I am trying to replicate an ESS (effective sample size) calculation using the method of Vehtari et al. in: Rank-normalization, folding, and localization: An improved Rhat for assessing convergence of MCMC
I am working from the code here: https://github.com/avehtari/rhat_ess/blob/master/code/monitornew.R
# Geyer's initial positive sequence
rho_hat_t <- rep.int(0, n_samples)
t <- 0
rho_hat_even <- 1
rho_hat_t[t + 1] <- rho_hat_even
rho_hat_odd <- 1 - (mean_var - mean(acov[t + 2, ])) / var_plus # 251
rho_hat_t[t + 2] <- rho_hat_odd
while (t < nrow(acov) - 5 && !is.nan(rho_hat_even + rho_hat_odd) &&
(rho_hat_even + rho_hat_odd > 0)) {
t <- t + 2
rho_hat_even = 1 - (mean_var - mean(acov[t + 1, ])) / var_plus # 256
rho_hat_odd = 1 - (mean_var - mean(acov[t + 2, ])) / var_plus # 257
if ((rho_hat_even + rho_hat_odd) >= 0) {
rho_hat_t[t + 1] <- rho_hat_even
rho_hat_t[t + 2] <- rho_hat_odd
}
}
I can follow the code from the paper except when we get to equation 10 in the paper (calculating the cross-chain autocorrelation).
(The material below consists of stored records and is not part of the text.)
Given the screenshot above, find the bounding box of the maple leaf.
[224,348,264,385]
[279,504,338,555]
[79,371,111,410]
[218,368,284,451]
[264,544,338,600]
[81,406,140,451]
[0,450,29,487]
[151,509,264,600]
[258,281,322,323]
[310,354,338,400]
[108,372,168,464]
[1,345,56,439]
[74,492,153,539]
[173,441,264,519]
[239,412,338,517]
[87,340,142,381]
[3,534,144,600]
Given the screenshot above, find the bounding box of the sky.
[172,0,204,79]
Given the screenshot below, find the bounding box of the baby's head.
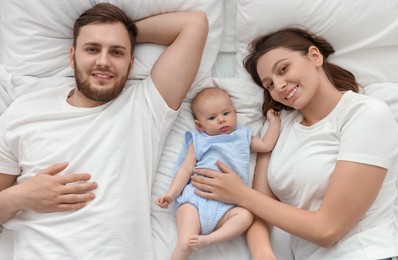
[191,87,237,135]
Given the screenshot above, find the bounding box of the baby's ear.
[195,119,205,132]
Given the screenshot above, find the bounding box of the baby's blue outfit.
[175,126,252,235]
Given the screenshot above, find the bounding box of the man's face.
[71,23,133,105]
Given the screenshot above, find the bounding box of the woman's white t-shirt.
[268,91,398,260]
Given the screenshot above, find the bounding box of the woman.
[192,28,398,260]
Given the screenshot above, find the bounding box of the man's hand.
[15,163,97,212]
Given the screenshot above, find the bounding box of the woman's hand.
[191,161,249,205]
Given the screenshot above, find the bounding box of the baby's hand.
[155,193,174,209]
[267,108,281,123]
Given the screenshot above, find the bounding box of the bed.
[0,0,398,260]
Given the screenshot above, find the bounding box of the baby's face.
[195,95,237,135]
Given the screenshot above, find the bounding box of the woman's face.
[257,46,323,110]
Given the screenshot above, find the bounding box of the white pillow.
[220,0,237,52]
[364,82,398,123]
[236,0,398,85]
[0,0,223,88]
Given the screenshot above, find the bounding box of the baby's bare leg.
[189,207,254,250]
[171,203,200,260]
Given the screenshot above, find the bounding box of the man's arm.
[136,11,208,110]
[0,163,97,224]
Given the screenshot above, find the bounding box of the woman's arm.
[0,163,97,224]
[246,153,276,260]
[250,109,281,153]
[192,161,387,247]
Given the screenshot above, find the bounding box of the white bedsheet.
[0,0,398,260]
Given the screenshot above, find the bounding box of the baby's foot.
[189,235,215,251]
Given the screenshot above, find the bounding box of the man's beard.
[74,58,131,103]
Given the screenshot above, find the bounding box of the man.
[0,4,208,260]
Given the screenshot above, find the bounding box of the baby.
[156,87,280,260]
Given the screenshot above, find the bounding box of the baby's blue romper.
[175,126,252,235]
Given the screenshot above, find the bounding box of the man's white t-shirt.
[268,91,398,260]
[0,78,177,260]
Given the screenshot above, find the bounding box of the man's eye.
[112,51,123,56]
[86,48,97,53]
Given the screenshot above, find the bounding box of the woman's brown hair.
[243,28,359,115]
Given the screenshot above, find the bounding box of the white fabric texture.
[268,92,398,260]
[0,78,177,260]
[0,0,223,93]
[0,0,398,260]
[236,0,398,86]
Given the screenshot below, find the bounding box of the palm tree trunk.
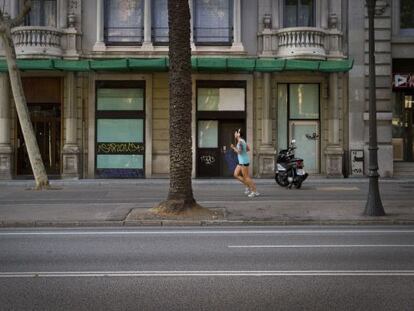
[1,27,49,189]
[160,0,197,213]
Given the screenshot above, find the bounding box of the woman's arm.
[230,144,242,154]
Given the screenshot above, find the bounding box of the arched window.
[400,0,414,31]
[194,0,233,45]
[26,0,57,27]
[104,0,144,44]
[151,0,168,45]
[284,0,315,27]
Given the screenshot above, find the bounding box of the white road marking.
[316,187,359,191]
[0,270,414,278]
[228,244,414,248]
[0,229,414,236]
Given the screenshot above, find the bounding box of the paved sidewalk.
[0,178,414,227]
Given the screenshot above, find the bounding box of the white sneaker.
[248,191,260,198]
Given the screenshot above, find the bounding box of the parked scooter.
[275,140,308,189]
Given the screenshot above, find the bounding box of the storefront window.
[96,82,145,178]
[152,0,169,44]
[98,88,144,111]
[194,0,233,44]
[289,84,319,120]
[97,119,144,143]
[284,0,315,27]
[105,0,144,44]
[277,84,321,173]
[197,88,245,111]
[26,0,57,27]
[277,84,288,150]
[198,120,218,148]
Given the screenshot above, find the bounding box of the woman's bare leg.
[233,165,249,187]
[241,166,256,192]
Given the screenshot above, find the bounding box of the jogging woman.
[230,129,259,198]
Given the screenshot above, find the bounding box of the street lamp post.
[364,0,385,216]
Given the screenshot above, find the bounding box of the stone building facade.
[0,0,410,179]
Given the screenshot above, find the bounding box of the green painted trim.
[89,58,128,71]
[53,59,91,71]
[128,57,168,71]
[255,58,286,72]
[285,59,321,71]
[227,58,256,72]
[319,59,354,72]
[0,57,354,73]
[193,57,227,71]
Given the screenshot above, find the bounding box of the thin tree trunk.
[156,0,197,213]
[1,21,49,189]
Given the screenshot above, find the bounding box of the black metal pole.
[364,0,385,216]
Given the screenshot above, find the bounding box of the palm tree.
[155,0,197,214]
[0,0,49,189]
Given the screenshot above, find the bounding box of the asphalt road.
[0,180,414,208]
[0,226,414,310]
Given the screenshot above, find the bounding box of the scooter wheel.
[295,181,302,189]
[275,174,289,187]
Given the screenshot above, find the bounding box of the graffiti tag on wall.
[200,155,216,165]
[98,143,145,154]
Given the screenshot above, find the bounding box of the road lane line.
[0,270,414,278]
[228,244,414,248]
[0,229,414,236]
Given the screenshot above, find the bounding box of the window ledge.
[92,42,246,55]
[391,36,414,44]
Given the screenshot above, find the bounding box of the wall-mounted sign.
[392,73,414,90]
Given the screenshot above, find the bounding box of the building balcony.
[276,27,326,59]
[259,27,343,60]
[11,26,79,59]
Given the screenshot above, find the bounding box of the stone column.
[259,72,274,176]
[0,73,12,179]
[231,0,244,51]
[188,0,196,51]
[325,72,344,177]
[62,72,79,178]
[93,0,106,52]
[57,0,68,29]
[320,0,329,29]
[142,0,153,50]
[9,0,19,18]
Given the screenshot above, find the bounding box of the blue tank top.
[237,139,250,164]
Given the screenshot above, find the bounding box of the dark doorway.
[16,77,63,177]
[17,104,61,175]
[392,91,414,162]
[197,120,245,177]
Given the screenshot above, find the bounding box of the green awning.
[0,59,54,72]
[128,58,168,71]
[227,58,256,72]
[53,59,91,71]
[0,57,354,73]
[255,58,286,72]
[90,58,128,71]
[285,59,321,71]
[193,57,227,71]
[319,59,354,72]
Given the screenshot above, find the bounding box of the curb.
[0,176,414,188]
[0,219,414,228]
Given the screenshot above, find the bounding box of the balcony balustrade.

The code (lines 251, 256 and 257) appears in the form:
1 - (mean_var - mean(acov[t + 1, ])) / var_plus
which is close to equation 10, except the missing the 's' terms from equation 10:
I can't see anywhere in the code that this is somehow accounted for elsewhere in the way the calculation is being done. I have tried putting the 's' terms back into those lines of code and it makes a big difference to the final ESS value.
Is anyone able to help me understand the discrepancy between paper and code?
Thanks.
In the formula in the paper, s^2
is is the estimate of variance and rho
the estimate of autocorrelation. Thus s^2 * rho
is an estimate of the autocovariance, which is what you see in the code.